Na autobiografia imaginária Memórias de Adriano, a obra-prima de Yourcenar, o velho imperador explica ao sucessor Marco Aurélio que o gráfico de uma vida humana se compõe de “três linhas sinuosas, prolongadas no infinito, incessantemente aproximadas e divergindo sem cessar: o que o homem julgou ser, o que ele quis ser e o que ele foi”. É também assim, com três traços que se aproximam mais ou menos, o desenho do percurso de um político ou governante: o que o povo julga que ele é, como ele se apresenta e como será na realidade. Nos momentos das eleições, estas três linhas podem aproximar-se ou, pelo contrário, afastar-se significativamente.
O que se passou à direita, com Rui Rio, mostra bem isso. O que Rio é – autêntico mas errático, simpático mas autoritário – e o que quis ser – um estadista capaz de governar Portugal numa altura de especial complexidade – apartaram-se de forma notória. E o resultado foi uma derrota para o PSD, que não conseguiu mobilizar o voto útil à sua volta, apesar de seis anos de governação socialista e de um desgaste da solução governativa apresentada ao País.
Não são as oposições que ganham as eleições, mas os governos que as perdem, dir-se-á. Esperando sentado, o poder acabaria por cair no colo do PSD. Mas o concorrente direto, com os seus erros estratégicos, propostas pouco claras e falta de posicionamento ideológico firme, pode fazer a vida difícil aos governantes incumbentes ou dar-lhes uma mão.
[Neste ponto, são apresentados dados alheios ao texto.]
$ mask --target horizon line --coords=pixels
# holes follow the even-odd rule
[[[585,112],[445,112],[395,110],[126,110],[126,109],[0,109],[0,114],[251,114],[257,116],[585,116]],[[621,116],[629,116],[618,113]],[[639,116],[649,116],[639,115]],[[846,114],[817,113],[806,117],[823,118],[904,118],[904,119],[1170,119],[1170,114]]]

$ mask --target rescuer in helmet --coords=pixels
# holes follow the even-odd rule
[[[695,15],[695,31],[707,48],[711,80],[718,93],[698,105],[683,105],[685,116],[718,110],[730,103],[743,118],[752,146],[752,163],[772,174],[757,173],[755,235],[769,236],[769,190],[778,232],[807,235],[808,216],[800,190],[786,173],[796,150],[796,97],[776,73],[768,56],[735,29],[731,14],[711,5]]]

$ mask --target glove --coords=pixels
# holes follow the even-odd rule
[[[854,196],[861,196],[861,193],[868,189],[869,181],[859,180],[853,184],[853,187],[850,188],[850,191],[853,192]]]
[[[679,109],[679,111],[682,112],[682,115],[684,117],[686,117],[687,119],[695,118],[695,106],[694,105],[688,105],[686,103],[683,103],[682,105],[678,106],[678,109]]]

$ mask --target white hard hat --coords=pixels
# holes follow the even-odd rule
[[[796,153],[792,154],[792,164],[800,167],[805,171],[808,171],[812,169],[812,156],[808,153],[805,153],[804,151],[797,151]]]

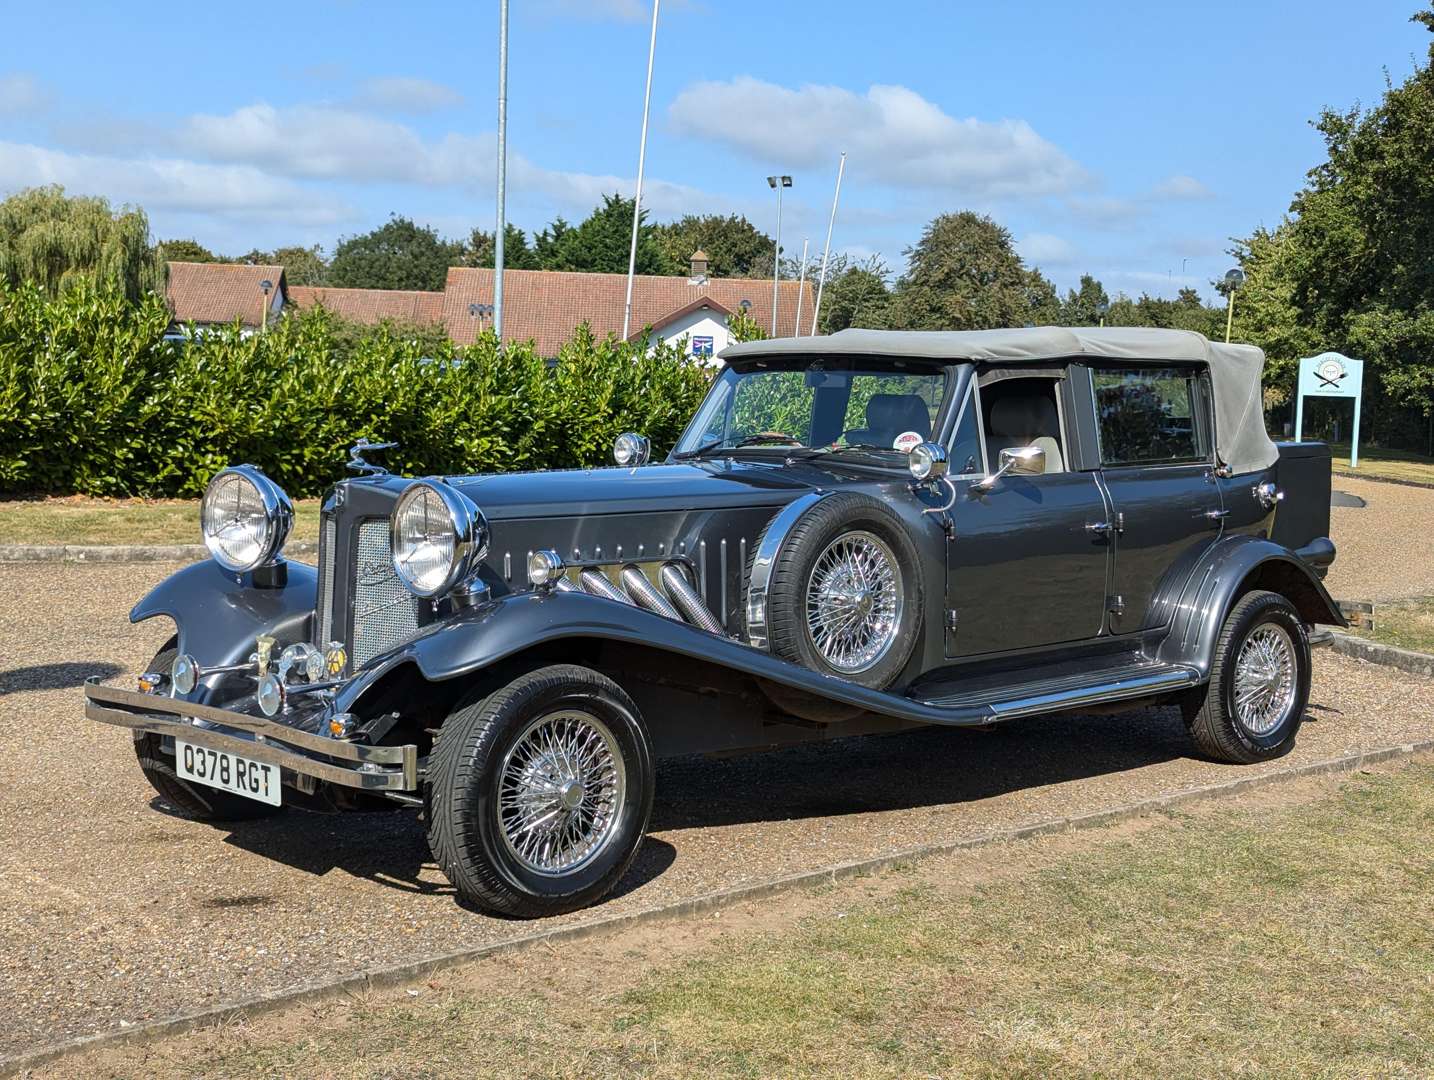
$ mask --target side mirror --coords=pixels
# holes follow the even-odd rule
[[[646,435],[624,431],[613,440],[612,459],[625,469],[646,465],[651,454],[652,443],[648,442]]]
[[[940,480],[946,475],[946,448],[939,443],[917,443],[906,455],[906,467],[918,484]]]
[[[1039,446],[1008,446],[1001,451],[999,461],[999,469],[972,486],[980,491],[990,491],[996,486],[996,481],[1007,473],[1037,476],[1046,471],[1046,452]]]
Mais do que uma mão, Rui Rio deu um braço inteiro a António Costa. Nem houve “banho de ética”, nem serviu como alternativa no centro-direita-que-não-se-assume-como-direita.
Na verdade, pouco importa agora chover sobre o molhado e insistir nos lapsos do rioísmo. O mal está feito, adiante. O problema é quando o adiante vem demasiado à frente, longe demais. Porque um PSD forte, com estratégia e ideologia claras e um líder capaz de as manter, é essencial para o equilíbrio do sistema democrático.
O seu papel é, em boa medida, muito maior do que o espaço que ocupa a cada momento, porque é responsável pelo vazio que deixa de um lado e de outro do seu espaço outrora natural. Um vazio que é uma espécie de buraco negro da política: gera campos gravitacionais de atração que outros aproveitarão. Assim se explica a força do Chega e da IL, que, juntos, conquistaram mais de 650 mil votos e 20 deputados, e assim se explica a maioria absoluta do PS, conseguida não só com voto útil à esquerda mas, em grande parte, também à custa do eleitorado flutuante ao centro.
Não é só em tempo de eleições que este buraco negro deixado por um PSD desorientado e ambíguo é perigoso. Basta ver o que se passou desde o dia das eleições. A nova extrema-direita populista, racista e antidemocrática do Chega e o neoliberalismo radical da Iniciativa Liberal assumiram-se como os protagonistas da oposição. E, a cada dia que passa com um líder demissionário no PSD, mais se reafirmam como tal. Se não é tão grave no caso da IL, é-o no caso do Chega. A discussão em torno da vice-presidência, a que o Chega quer ter direito por inerência e não por eleição, como dita o regimento da Assembleia da República, é só o princípio. A normalização de retrocessos civilizacionais e atentados ao Estado de direito, o que se seguirá. Não é só o PSD que precisa de um reposicionamento e de um novo líder carismático que demarque bem o seu espaço: é o saudável equilíbrio da democracia portuguesa.